Осознать разрушительные последствия этой пагубной привычки.




> Реальная проблема - очень сильное желание есть вечером. Что об этом говорит буддизм? Какие есть от этого противоядия?


Конкретный совет дать трудно, для этого необходимо знать особенности Вашего организма. Но, как минимум, можно дать такой совет: для начала начните питаться регулярно, в одно и то же время. Если Вы не сможете сделать даже этого -- никакие советы по питанию Вам не помогут.  :Wink:

----------

Дмитрий Аверьянов (12.03.2013), Иван Денисов (12.03.2013), Маркион (13.03.2013), Топпер- (12.03.2013)

----------


## Александр Серёгин

Что такое биологические ритмы и как им следовать. Отвечая  на данный вопрос нашелся бы и ответ.
Да одно из значений придает решимость просто "поглазеть" на еду вместо того, чтоб её потребить.
Но если вы работаете  тяжелым физическим трудом, то  обязательно нужна гимнастика и душ.
Если же вы умственно работаете, то ощущение голода спровоцированное от работы мозга - вот тут "шубись". смена деятельности на рефлексию в самый раз подойдет. Последите какие мысли у вас возникают при виде еды.
А потом когда кушаете всегда думайте сколько же народу вам доставило этот рацион - его очень много народу-то. А там уж и понимание придёт, что кушая вы напрягаете остальных работать  :Smilie:  Всегда *кушайте осмысленно* - так Будда велел.

----------

Иван Денисов (12.03.2013)

----------


## Нико

> Осознать разрушительные последствия этой пагубной привычки.



Бао, согласитесь, что бифштекс средней прожаренности с соусом и квашеной капустой под вечер -- дело почти непреодолимое. )

----------

Иван Денисов (12.03.2013)

----------


## Бо

А что плохого в том чтобы есть вечером? Если человек занимается физическим трудом и работает по 12 часов в сутки, и возвращается домой за полночь? Поешьте и забудьте. Чревоугодие - это когда вы заплыли жиром и не пролезаете через дверной косяк.

----------

Алик (14.03.2013), Иван Денисов (12.03.2013), Топпер- (12.03.2013)

----------


## Топпер

Ну или, в конце концов, можно дверь расширить  :Smilie:

----------

Буль (13.03.2013), Дхармананда (13.03.2013), Иван Денисов (12.03.2013), Маркион (13.03.2013), Нико (12.03.2013)

----------


## Нико

> А что плохого в том чтобы есть вечером? Если человек занимается физическим трудом и работает по 12 часов в сутки, и возвращается домой за полночь? Поешьте и забудьте. Чревоугодие - это когда вы заплыли жиром и не пролезаете через дверной косяк.
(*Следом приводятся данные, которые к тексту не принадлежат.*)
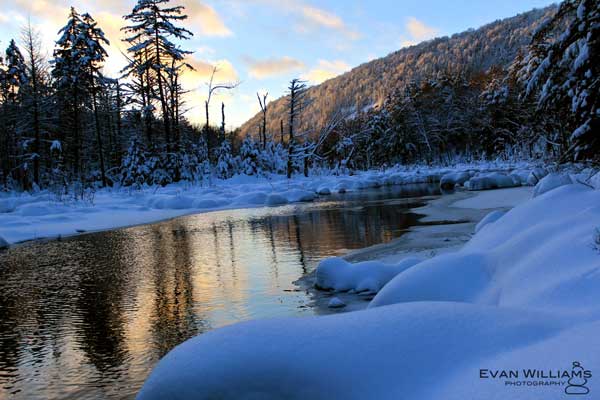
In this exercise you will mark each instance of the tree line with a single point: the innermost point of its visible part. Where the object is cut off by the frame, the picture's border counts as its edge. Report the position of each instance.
(65, 125)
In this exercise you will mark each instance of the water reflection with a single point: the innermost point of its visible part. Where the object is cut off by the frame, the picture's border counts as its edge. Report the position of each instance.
(90, 316)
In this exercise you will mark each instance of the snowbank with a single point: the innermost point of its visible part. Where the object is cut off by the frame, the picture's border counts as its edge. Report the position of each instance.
(494, 180)
(369, 276)
(449, 181)
(551, 181)
(25, 216)
(522, 294)
(489, 219)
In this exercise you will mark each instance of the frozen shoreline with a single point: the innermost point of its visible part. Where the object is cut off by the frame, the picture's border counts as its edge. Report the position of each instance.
(522, 293)
(424, 241)
(25, 217)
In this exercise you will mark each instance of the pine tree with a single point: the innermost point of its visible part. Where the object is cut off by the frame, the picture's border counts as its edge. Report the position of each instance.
(91, 63)
(153, 52)
(12, 80)
(563, 72)
(69, 81)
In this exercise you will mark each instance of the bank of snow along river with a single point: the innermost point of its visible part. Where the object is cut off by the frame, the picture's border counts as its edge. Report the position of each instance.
(521, 295)
(90, 316)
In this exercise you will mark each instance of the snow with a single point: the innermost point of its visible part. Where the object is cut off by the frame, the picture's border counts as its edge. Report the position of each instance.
(521, 294)
(489, 219)
(595, 181)
(551, 181)
(450, 180)
(500, 198)
(335, 302)
(44, 214)
(369, 276)
(492, 180)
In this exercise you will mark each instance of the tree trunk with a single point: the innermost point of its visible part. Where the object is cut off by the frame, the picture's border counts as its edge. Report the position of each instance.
(99, 139)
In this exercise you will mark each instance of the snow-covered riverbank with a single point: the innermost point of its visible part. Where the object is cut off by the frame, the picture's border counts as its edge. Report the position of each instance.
(522, 294)
(25, 216)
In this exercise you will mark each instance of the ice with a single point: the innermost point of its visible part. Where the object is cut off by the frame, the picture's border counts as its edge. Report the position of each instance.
(522, 293)
(551, 181)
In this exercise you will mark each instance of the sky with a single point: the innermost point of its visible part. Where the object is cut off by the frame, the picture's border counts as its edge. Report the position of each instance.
(263, 44)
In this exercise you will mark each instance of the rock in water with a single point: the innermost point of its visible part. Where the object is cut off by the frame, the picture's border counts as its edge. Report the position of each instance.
(336, 303)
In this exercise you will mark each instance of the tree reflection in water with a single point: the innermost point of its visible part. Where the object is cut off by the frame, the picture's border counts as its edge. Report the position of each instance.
(89, 316)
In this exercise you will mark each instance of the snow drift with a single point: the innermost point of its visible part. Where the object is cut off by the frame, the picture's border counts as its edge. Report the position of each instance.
(523, 293)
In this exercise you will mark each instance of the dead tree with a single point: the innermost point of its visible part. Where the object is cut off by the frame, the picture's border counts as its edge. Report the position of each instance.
(263, 109)
(296, 102)
(212, 89)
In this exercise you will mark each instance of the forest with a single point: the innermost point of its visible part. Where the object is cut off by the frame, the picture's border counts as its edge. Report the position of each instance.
(524, 88)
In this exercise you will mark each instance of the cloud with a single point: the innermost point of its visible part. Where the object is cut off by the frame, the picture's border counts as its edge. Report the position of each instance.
(417, 32)
(326, 70)
(205, 19)
(196, 79)
(310, 19)
(261, 69)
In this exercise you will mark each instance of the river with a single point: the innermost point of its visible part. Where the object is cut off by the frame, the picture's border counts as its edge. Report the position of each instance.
(89, 316)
Это точно. Фаст-фуды там всякие через каждый час, литры мороженого сидя у телека. Поэтому американцев так много толстых.... У меня каждый день дилемма: что бы съесть такого, чтобы аппетитно хотя бы было?

----------

Иван Денисов (12.03.2013)

----------


## Pema Sonam

> А потом когда кушаете всегда думайте сколько же народу вам доставило этот рацион - его очень много народу-то. А там уж и понимание придёт, что кушая вы напрягаете остальных работать


Не напрягаете работать,а даёте возможность заработать. :Wink:

----------

Иван Денисов (12.03.2013), Нико (12.03.2013), Цхултрим Тращи (13.03.2013)

----------


## Марина В

> Но индусы любят солить фрукты. Прикол у них такой. )
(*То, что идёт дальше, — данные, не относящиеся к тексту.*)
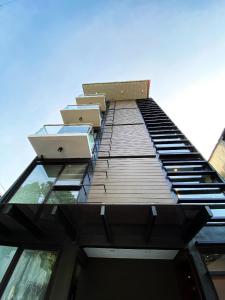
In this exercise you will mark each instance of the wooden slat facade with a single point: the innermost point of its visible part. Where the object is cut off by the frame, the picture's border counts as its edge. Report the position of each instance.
(130, 180)
(124, 116)
(136, 178)
(127, 140)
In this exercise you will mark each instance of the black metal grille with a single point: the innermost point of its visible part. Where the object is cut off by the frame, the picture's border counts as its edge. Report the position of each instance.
(192, 178)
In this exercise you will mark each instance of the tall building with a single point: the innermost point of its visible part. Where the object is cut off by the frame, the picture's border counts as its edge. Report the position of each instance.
(217, 158)
(118, 204)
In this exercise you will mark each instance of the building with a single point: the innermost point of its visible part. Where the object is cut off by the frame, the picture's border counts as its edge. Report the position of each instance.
(217, 158)
(118, 204)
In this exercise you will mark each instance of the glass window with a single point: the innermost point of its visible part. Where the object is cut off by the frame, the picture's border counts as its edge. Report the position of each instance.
(63, 197)
(37, 185)
(6, 256)
(31, 276)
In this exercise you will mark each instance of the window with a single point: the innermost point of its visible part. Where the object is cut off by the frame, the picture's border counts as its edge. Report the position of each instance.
(31, 275)
(51, 184)
(6, 256)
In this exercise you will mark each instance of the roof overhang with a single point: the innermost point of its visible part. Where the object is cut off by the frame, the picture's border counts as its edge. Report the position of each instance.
(123, 90)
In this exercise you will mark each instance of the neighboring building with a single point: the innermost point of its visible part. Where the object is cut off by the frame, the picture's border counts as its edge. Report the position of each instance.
(118, 204)
(217, 158)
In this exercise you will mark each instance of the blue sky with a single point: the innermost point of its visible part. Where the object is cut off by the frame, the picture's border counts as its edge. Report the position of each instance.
(49, 48)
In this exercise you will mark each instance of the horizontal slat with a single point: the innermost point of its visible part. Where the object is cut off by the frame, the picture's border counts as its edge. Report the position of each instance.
(130, 180)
И с обезвоживанием/обессоливанием борются. : )

----------


## Марина В

> Почему же страшная... С чёрным хлебушком-то. Бычки в томате -- это тоже не страшно


Это для тех кто пока не знает, с какой стороны у него печень расположена... Чур нас всех! : )

----------


## Юй Кан

> Но индусы любят солить фрукты. Прикол у них такой. )
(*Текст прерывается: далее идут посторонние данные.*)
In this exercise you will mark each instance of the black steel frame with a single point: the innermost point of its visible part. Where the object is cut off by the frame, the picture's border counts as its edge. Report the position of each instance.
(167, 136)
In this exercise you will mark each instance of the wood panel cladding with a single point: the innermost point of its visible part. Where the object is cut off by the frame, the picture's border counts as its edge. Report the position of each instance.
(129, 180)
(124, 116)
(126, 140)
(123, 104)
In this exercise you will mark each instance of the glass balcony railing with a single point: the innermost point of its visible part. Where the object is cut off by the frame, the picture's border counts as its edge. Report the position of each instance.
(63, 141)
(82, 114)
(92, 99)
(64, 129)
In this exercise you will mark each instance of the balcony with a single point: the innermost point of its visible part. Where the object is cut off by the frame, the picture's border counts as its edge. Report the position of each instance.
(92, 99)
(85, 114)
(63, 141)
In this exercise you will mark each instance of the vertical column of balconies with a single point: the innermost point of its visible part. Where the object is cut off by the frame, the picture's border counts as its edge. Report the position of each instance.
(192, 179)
Май, я не против, приятного им аппетита. : ) Просто сам в этом смысле -- варвар, и понимаю это, не сожалея...
(Кроме совершенно "затупленных" вкусовых рецепторов -- практически нулевое обоняние. От рождения. Жена как-то сказала: "Тебе вместо обоняния досталось вредное чувство юмора". И у этого тоже есть свои достоинства. : )

----------

Марина В (19.03.2013)

----------


## Нико

> Май, я не против, приятного им аппетита. : ) Просто сам в этом смысле -- варвар, и понимаю это, не сожалея...
> (Кроме совершенно "затупленных" вкусовых рецепторов -- практически нулевое обоняние. От рождения. Жена как-то сказала: "Тебе вместо обоняния досталось вредное чувство юмора". И у этого тоже есть свои достоинства. : )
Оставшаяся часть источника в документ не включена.